The rain is coming down in one constant sheet right now. It sounds solid on the aluminum roofs of our trailers. I can vaguely make out the girls chatter in the next room, the kitchen, but everything else is smothered by the gray buzz of rain. It hasn’t rained in over 30 days and I think, gauging by this huge wash of water, it might be no less than a miracle for the plants and the animals of central Western Australia.
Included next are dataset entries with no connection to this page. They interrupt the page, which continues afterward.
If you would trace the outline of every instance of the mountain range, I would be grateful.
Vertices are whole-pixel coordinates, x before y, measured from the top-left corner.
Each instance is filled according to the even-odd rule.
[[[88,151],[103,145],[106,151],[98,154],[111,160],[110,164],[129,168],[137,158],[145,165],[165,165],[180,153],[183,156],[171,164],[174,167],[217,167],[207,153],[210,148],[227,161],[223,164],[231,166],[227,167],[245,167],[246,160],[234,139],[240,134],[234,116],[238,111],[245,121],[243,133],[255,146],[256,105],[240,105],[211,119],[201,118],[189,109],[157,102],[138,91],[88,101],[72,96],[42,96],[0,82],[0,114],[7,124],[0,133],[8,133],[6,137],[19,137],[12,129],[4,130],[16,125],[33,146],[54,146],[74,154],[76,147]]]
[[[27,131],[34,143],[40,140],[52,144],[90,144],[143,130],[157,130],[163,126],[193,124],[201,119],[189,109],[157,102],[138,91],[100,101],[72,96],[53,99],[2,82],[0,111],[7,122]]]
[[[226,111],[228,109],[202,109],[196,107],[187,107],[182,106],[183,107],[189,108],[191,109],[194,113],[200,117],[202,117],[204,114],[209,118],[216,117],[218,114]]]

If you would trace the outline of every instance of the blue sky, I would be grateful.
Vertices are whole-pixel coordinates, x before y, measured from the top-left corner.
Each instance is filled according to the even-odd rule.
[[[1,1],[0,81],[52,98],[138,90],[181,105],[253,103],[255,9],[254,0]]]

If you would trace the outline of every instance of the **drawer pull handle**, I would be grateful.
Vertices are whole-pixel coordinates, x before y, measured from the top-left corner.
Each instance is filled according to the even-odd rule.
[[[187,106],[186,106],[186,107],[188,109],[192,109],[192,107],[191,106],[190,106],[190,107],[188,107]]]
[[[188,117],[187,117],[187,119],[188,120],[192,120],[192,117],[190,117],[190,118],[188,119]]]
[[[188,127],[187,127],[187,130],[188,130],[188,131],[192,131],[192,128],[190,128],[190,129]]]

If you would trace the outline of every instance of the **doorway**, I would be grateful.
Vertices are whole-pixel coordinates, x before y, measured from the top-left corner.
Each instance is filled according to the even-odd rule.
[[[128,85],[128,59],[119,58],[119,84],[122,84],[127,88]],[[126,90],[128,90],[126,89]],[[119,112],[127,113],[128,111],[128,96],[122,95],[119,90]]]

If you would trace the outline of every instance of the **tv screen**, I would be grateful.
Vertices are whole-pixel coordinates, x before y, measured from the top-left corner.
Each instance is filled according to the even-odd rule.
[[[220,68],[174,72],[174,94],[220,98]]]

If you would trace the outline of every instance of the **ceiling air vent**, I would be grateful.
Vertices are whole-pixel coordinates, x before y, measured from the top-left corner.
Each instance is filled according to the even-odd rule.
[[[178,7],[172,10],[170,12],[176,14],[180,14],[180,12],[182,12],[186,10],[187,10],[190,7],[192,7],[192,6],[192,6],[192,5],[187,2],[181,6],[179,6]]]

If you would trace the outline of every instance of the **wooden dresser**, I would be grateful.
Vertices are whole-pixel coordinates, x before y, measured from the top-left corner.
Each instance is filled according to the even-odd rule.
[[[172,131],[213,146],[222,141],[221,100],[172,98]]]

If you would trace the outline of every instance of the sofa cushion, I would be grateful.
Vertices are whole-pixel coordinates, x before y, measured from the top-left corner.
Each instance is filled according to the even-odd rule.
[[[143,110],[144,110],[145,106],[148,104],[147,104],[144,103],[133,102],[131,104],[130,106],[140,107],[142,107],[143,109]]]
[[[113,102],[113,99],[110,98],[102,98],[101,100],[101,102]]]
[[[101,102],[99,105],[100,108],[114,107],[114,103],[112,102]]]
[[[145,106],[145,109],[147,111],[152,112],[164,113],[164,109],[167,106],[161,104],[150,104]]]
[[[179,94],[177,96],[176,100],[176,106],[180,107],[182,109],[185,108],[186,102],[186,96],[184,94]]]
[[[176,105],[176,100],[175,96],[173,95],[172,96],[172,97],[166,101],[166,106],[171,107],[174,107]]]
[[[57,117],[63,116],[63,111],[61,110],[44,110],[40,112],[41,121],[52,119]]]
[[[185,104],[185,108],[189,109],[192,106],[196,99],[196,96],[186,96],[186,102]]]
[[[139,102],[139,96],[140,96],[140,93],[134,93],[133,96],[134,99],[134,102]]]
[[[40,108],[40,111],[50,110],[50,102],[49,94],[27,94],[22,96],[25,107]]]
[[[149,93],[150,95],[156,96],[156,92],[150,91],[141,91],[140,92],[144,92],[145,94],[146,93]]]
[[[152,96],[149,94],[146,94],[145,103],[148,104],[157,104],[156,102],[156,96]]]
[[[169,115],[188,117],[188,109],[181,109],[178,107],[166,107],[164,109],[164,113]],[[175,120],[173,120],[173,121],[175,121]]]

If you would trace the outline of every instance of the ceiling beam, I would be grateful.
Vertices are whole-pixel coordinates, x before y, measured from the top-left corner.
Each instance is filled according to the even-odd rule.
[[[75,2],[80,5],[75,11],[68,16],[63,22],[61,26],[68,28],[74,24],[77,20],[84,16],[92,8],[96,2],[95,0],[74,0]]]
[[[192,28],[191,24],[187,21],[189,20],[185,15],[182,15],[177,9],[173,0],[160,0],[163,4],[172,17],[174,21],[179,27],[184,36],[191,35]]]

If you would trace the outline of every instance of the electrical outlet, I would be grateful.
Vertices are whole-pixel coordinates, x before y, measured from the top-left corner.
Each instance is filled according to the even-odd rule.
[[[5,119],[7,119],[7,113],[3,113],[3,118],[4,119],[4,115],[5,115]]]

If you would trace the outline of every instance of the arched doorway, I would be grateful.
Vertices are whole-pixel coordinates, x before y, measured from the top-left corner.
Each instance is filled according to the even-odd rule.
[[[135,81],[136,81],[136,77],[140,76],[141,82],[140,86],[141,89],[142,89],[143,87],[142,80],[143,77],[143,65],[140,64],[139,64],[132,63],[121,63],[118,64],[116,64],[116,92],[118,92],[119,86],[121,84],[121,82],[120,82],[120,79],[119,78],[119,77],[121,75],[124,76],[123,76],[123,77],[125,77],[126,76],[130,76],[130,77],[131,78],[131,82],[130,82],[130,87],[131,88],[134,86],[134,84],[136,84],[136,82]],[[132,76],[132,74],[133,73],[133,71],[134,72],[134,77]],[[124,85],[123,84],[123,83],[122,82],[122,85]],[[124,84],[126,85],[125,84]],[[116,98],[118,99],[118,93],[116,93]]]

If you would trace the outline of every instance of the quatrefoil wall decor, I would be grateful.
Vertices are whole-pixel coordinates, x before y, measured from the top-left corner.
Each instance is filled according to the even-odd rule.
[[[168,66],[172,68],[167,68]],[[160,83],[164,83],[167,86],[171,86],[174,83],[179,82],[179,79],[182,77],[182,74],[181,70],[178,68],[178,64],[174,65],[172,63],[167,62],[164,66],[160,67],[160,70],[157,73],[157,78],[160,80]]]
I am not a farmer; I have never been hugely dependent on the rain. It’s nice in the midst of a hot day to cool the skin and the air, but I don’t know what it’s like to have your land and your animals—your future—riding on the next storm. After planting native Aussie trees the last week, and talking with farmers and land owners, I unknowingly received a dose of worry, real worry, about the nature of water. And so, when the rain finally did come, first as a teasing sprinkle and then, suddenly, as a white flood from the skies, this time it all came to me different.
The afternoon picked up in wind as the air temperature dropped swiftly. The strikingly intense southern sun disappeared behind a wall of ominous clouds. That first drop hit like an ice cold pin prick. And then I noticed the smell. The smell of something so wonderful, after you have prayed, and waited, and prayed some more for its arrival. Waiting minutes, hours, days for it. Waiting while you calculate losses and lives for it. The rain smelled like upturned, healthy soil and mud and green and all of that, but it also smelled like something rich, and rare; something that comes to you a few times in your life and smacks you with nostalgia and beauty, like a favored childhood memory; something vivid and tangible and necessary; something that cannot be described adequately, ever.
The rain made today even more brilliant. Earlier, we had witnessed the birth of a baby goat. When we arrived 5 days ago, two little ones had just been born and we have been waiting for this other mom to give birth. We named the new baby Charlie Gumnuts and now run and check on him every chance we can. We also visited an out of the way farmhouse on the way back to our accommodation. As we walked up and patted the requisite dog we were surprised to see a horse standing on the front porch of the house, staring in the windows. When he saw us he came down off the porch, as if to greet us. Never seen that before! Only in Oz. Out back they had 5 or 6 black-tailed wallabies in a pen. They were babies whose mums had been hit by cars and the owner of the house was caring for them until they were old enough to go free. (We didn’t tell the girls the wallabies weren’t kangaroos and none of them much cared as they got down on all fours and socialized with these amazing marsupials).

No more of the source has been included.